Die Verteilung auf etwa 11.000 einzelne Bitcoin-Adressen sorgte für weitere Komplexität bei der Analyse. Bemerkenswert ist, dass THORChain trotz des Verdachts hinsichtlich der Herkunft dieser Gelder keine Sanktionen ergriff. Ein Vorschlag zur Blacklistung der verdächtigen Vermögenswerte wurde per Community-Abstimmung abgelehnt, was zum Rücktritt mehrerer Entwickler führte. Dabei blieb THORChain zwar formal neutral, doch diese Entscheidung sorgte für breite Diskussionen vor dem Hintergrund regulatorischer Anforderungen und der Verantwortung von dezentralen Plattformen.
Zur weiteren Spurverwischung wurden nicht nur die ETH, sondern später auch die Bitcoins über Dienste wie Wasabi CoinJoin oder Railgun gesendet, die speziell darauf ausgelegt sind, die Herkunft von Kryptowährungen zu verschleiern. Bisher konnten nur etwa 7,6 Prozent der erbeuteten Mittel vollständig anonymisiert werden, während knapp 3,5 Prozent von verschiedenen Börsen eingefroren wurden. Der Hauptteil der Gelder lässt sich derweil weiterhin verfolgen, wenn auch zunehmend komplexer durch Fragmentierung und Nutzung von Over-the-Counter (OTC) Offramps. Der gesamte Vorfall wirft ein Schlaglicht auf die Bedeutung der UI-Sicherheit: Jede Byte-Veränderung an der Benutzeroberfläche, die eine Transaktion prägt, ist ein potenzieller Einfallspunkt für Angreifer. Bybit zeigte sich aufgrund seiner Rückhaltstrategie und Versicherung zunächst gelassen, was die Erstattung der Nutzerverluste angeht.
Dennoch zeigen solche Hacks die Notwendigkeit dringend auf, sämtliche Komponenten eines sicheren Ökosystems von Grund auf zu hinterfragen – von der physischen Sicherheit der Entwicklergeräte über Cloud-Infrastrukturen bis hin zum finalen Interface, das der Endnutzer sieht und dem er vertraut. Diese Geschichte setzt eine wichtige Weichenstellung für die Blockchain-Community, die oft die Komplexität hinter dezentralen Anwendungen unterschätzt.

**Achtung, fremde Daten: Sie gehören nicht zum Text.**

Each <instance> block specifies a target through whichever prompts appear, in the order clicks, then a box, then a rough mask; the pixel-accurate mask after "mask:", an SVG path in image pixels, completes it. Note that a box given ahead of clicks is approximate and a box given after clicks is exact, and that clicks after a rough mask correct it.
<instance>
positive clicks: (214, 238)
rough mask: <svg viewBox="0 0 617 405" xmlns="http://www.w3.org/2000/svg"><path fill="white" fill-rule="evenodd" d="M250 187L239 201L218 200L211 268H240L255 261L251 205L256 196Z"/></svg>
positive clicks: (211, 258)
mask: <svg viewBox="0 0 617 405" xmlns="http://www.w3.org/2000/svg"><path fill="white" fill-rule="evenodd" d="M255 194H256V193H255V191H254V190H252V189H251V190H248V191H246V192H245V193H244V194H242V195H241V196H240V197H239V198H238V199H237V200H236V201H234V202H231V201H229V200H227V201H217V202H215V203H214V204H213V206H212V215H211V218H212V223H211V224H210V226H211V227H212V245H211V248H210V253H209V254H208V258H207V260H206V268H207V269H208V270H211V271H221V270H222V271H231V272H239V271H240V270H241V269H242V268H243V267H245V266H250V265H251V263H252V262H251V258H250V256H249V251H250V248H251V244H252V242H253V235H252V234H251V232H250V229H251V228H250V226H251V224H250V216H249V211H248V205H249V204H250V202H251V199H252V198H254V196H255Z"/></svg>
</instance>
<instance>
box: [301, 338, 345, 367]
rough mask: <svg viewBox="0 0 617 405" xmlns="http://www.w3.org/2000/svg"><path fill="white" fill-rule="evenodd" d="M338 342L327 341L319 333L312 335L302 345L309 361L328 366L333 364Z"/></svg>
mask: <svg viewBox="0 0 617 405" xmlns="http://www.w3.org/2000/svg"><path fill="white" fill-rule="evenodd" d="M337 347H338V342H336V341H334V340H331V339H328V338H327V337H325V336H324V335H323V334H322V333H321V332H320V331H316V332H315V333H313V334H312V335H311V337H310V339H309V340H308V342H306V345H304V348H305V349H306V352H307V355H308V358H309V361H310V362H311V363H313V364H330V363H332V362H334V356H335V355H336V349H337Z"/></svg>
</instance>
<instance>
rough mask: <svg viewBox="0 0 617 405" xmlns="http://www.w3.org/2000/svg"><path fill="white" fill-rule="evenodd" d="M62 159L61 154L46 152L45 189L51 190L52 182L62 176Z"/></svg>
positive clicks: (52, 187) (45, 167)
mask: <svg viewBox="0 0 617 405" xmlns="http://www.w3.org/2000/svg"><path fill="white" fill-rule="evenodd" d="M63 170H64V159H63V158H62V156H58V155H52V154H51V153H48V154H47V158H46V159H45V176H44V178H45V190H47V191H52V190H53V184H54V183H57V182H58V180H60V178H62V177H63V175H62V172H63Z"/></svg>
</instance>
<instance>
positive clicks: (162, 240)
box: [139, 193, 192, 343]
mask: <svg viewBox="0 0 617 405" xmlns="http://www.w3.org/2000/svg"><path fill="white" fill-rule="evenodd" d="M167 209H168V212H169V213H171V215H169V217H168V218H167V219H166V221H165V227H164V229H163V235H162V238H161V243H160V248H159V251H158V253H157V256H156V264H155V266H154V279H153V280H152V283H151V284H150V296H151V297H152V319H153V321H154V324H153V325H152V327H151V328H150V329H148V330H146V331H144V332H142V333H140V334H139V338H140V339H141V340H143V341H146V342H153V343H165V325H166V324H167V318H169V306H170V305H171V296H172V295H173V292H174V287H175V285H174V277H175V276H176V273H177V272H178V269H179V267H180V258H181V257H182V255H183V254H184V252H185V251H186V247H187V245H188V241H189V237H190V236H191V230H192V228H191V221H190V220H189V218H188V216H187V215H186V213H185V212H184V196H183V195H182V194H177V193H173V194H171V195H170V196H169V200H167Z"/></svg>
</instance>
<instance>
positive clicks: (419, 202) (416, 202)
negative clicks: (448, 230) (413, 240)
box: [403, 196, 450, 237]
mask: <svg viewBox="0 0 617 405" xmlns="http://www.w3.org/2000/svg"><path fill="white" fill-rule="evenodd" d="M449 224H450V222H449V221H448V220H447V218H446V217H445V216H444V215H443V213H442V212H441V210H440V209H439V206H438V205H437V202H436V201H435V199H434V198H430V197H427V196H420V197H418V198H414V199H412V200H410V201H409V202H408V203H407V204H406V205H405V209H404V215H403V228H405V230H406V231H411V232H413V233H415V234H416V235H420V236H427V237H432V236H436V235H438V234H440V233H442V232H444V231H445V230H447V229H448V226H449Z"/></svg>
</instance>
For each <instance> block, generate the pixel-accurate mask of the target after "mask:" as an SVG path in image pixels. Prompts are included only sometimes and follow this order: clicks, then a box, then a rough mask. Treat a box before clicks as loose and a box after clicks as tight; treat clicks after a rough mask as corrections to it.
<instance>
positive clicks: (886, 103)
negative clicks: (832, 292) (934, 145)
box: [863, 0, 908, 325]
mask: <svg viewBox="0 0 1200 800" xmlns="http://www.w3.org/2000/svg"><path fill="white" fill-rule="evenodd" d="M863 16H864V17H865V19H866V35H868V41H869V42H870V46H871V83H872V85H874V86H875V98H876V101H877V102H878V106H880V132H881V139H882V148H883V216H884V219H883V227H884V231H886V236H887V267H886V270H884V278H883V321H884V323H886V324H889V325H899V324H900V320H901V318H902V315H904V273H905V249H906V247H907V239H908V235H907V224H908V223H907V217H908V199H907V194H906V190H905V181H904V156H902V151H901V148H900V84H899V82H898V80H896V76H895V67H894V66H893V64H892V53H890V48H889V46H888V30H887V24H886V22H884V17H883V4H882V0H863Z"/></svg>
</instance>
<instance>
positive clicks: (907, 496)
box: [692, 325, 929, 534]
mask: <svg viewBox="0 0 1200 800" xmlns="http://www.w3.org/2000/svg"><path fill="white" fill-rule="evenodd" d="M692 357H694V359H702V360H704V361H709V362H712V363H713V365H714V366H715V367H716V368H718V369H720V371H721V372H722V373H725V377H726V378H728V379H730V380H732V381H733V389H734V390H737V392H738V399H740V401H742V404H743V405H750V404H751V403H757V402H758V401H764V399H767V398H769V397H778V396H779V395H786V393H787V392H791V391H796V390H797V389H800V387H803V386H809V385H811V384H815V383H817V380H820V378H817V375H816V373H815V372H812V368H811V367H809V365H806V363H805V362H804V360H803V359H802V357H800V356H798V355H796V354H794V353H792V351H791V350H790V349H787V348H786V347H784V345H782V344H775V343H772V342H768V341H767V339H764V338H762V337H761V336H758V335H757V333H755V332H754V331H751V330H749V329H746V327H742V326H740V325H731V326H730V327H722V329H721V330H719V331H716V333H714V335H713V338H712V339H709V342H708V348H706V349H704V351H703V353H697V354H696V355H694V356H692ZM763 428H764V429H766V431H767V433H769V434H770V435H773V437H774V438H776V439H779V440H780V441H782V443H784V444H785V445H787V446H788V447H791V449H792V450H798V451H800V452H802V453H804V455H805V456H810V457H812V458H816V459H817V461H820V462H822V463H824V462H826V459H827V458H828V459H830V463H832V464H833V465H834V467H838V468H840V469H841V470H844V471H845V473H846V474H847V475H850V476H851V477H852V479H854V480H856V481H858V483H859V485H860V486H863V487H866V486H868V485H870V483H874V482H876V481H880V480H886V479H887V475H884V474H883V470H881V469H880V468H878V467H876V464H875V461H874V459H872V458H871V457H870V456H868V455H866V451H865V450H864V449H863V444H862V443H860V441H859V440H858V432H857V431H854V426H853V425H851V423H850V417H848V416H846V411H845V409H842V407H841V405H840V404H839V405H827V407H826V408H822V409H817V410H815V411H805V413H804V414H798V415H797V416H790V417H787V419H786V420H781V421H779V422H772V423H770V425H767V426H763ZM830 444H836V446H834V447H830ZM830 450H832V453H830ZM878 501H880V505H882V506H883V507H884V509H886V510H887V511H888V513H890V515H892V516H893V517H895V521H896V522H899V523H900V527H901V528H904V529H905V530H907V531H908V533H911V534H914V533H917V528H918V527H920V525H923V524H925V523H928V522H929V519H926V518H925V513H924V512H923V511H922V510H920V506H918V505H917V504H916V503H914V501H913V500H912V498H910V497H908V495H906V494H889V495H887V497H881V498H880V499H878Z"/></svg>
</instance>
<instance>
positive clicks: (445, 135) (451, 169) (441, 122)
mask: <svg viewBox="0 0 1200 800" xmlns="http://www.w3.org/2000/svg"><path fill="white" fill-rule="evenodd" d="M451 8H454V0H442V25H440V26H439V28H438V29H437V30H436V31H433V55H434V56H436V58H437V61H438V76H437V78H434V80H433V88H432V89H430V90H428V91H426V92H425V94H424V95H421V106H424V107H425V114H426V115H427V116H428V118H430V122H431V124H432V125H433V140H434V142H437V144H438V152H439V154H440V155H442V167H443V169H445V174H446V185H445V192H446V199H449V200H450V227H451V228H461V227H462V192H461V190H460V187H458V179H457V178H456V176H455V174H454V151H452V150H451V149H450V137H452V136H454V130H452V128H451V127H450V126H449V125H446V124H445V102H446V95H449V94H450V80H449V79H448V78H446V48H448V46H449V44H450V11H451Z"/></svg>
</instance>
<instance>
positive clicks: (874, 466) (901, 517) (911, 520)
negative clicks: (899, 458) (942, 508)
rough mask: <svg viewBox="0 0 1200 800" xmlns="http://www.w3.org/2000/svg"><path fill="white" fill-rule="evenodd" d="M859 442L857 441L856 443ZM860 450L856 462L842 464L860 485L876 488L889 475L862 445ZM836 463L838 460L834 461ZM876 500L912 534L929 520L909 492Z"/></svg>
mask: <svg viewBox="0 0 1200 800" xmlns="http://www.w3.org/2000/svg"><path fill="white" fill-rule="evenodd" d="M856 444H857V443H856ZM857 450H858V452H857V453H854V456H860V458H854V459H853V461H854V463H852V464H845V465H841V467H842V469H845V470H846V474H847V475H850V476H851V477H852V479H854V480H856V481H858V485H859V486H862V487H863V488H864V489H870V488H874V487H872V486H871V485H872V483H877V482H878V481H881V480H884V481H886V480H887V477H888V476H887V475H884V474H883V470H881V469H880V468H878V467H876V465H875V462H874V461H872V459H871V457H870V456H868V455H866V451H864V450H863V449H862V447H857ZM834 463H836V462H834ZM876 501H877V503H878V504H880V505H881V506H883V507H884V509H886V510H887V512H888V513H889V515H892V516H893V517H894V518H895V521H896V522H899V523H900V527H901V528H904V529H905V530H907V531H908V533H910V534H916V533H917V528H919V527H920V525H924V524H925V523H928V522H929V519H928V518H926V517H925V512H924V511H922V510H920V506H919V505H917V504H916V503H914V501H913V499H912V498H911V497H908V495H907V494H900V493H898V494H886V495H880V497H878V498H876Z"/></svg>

Technische Sicherheit und kryptografische Mechanismen allein reichen nicht aus. Nutzer und Entwickler müssen gleichermaßen darauf achten, dass der gesamte Vertrauenspfad bis hin zur Benutzeroberfläche intakt und nachvollziehbar ist. Die Bybit-Attacke lehrt uns eindrücklich, dass ein einziger kompromittierter Klick den Unterschied zwischen Milliardenverlust und sicherem Vermögensschutz bedeuten kann.
Der Angriff hat nicht nur Fragen zur Sicherheit von DeFi- und Wallet-Lösungen aufgeworfen, sondern auch dazu geführt, dass Sicherheitsforscher über neue Methoden zur UI-Integritätsprüfung und ضد Manipulationsmechanismen diskutieren. Indem JavaScript-Bibliotheken und Web-Assets regelmäßig signiert und verifiziert werden, könnten zukünftige Modifikationen am Frontend prompt erkannt werden. Darüber hinaus wird empfohlen, Entwicklungsprozesse und Zugriffsrechte strikt zu reglementieren, um die Wahrscheinlichkeit solcher Supply-Chain-Angriffe zu reduzieren. Zusammenfassend stellt der Bybit-Hack eine eindrucksvolle Fallstudie dar, wie tiefgreifend Synchronisation zwischen Backend-Sicherheit und Frontend-Integrität sein muss. Um die Blockchain-Welt vor ähnlich verheerenden Angriffen zu schützen, ist eine ganzheitliche Betrachtung der Angriffsvektoren essenziell.
Die Erkenntnis daraus lautet klar: Sicherheit endet nicht an der Kette oder im Smart Contract, sondern setzt sich in jedem Element fort – bis zur letzten sichtbaren Benutzeroberfläche. Nur so kann ein weiterer Millionendiebstahl durch versehentliches Vertrauen in eine kompromittierte UI verhindert werden.